Different approaches can be used to perform Gene Enrichment Analysis (Table 1), and these approaches can be categorised into one or more of the following algorithm classes.

TABLE 1

Table 1. Comparison of gene enrichment analysis tools (white background) and PPI pathway tools (grey background).

Gene Enrichment via Singular Enrichment Analysis (SEA)

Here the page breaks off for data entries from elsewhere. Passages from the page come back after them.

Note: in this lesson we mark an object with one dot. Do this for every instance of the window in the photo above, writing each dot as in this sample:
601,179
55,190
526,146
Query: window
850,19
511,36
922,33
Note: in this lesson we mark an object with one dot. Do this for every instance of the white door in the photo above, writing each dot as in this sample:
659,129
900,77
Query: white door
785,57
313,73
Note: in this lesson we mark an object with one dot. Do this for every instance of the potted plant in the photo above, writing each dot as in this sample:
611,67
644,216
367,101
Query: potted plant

For SEA, users typically first define a subset of interesting genes; this might include statistically-determining all the expressed genes or a list of genes differentially expressed across two treatment types. The SEA algorithm then analyses the user-defined gene list by (i) determining the frequency of genes in the list associated with a particular grouping (e.g., GO term), and (ii) statistically comparing that frequency with the expected frequency if the genes from that grouping were present by chance. The resulting groups of “enriched” genes, and their associated p-values, are then listed sequentially from smallest to largest p-value.

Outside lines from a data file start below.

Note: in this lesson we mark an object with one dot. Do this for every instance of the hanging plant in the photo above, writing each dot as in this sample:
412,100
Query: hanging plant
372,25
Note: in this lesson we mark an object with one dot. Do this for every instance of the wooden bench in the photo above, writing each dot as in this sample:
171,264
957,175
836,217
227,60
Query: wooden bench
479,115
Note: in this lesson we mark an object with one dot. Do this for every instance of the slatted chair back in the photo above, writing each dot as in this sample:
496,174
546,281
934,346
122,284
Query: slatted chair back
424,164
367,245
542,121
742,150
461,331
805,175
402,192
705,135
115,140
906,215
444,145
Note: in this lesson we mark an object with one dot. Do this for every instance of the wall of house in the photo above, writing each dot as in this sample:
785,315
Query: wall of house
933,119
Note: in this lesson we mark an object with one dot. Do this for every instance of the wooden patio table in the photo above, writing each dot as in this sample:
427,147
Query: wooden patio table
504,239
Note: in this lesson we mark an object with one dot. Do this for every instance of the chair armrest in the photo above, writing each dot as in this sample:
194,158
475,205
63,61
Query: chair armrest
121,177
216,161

If the genome of the species being studied is sufficiently annotated, SEA algorithms can efficiently report gene groupings associated with key biological functions from large input gene lists. Widely-used SEA-based tools include GoStat (10), BinGO (11), GOToolBox (12), GFINDer (13), DAVID (14) etc. While these tools have proven useful, SEA algorithms have two inherent limitations. Firstly, the biological relevance of the output is dependent upon the quality of the user-defined input gene list. Secondly, SEA algorithms do not capture hierarchical relationship between the enriched GO terms identified through the SEA analysis—this can lead to hundreds of GO terms being reported for a single input gene list, which makes it difficult to interpret the biological relevance of the output.

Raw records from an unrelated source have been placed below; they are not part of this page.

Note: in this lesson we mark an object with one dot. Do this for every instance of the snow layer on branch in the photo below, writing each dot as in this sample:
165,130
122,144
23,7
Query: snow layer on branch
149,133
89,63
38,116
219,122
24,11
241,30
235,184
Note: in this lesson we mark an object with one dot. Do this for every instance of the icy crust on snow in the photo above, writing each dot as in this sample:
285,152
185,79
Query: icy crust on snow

Gene Enrichment via Gene Set Enrichment Analysis (GSEA)

As an alternative approach, GSEA algorithms do not require users to first partition gene expression data into lists of expressed/not-expressed or differentially-expressed genes (as occurs with SEA approaches). Instead, GSEA algorithms use the experimental data obtained for all genes. For example, by comparing the expression signals for all assayed genes on a microarray, GSEA algorithms can determine and then use a single expression fold-change parameter for each gene. This approach can avoid some issues or artefacts related to selection or exclusion of input genes (15). However, for more complex experimental data, the GSEA approach can be disadvantageous. For example, genes that have higher expression fold changes make larger contributions to the GSEA output, but this does not always reflect biological realities (e.g., small changes in transcription can have large effects on cell behaviour). Additionally, complexities in expression for individual genes can now be reliably assessed—such as differential promoter and/or exon usage, or multiple small nuclear polymorphisms. These complexities result in genes having multiple expression profiles, genomic locations, p-values, etc. Summarising these complexities into a single parameter value for a gene required by GSEA algorithms can be problematic or not possible. Examples commonly used GSEA approaches include GSEA (15), g:Profiler's g:GOSt tool (16), GOrilla (17), ADGO (18) etc.

Gene Enrichment via Modular Enrichment Analysis (MEA)

A third approach to gene enrichment involves MEA. These algorithms build upon the SEA approach by adding the ability to consider relationships between gene-associated terms such as GO terms (or in some cases, pathway information, protein domains, etc.). Examples include ADGO (18), GeneCodis3 (19), ProfCom (20), Ontologizer (21), DAVID (14) and GoToolBox (12). While the MEA approach can provide improved understanding of expression changes for well-characterised genes, it can inherently bias against genes that are more poorly characterised or that have fewer known relationships. Similar to SEA, the quality of the pre-selected gene list impacts the results of MEA algorithms.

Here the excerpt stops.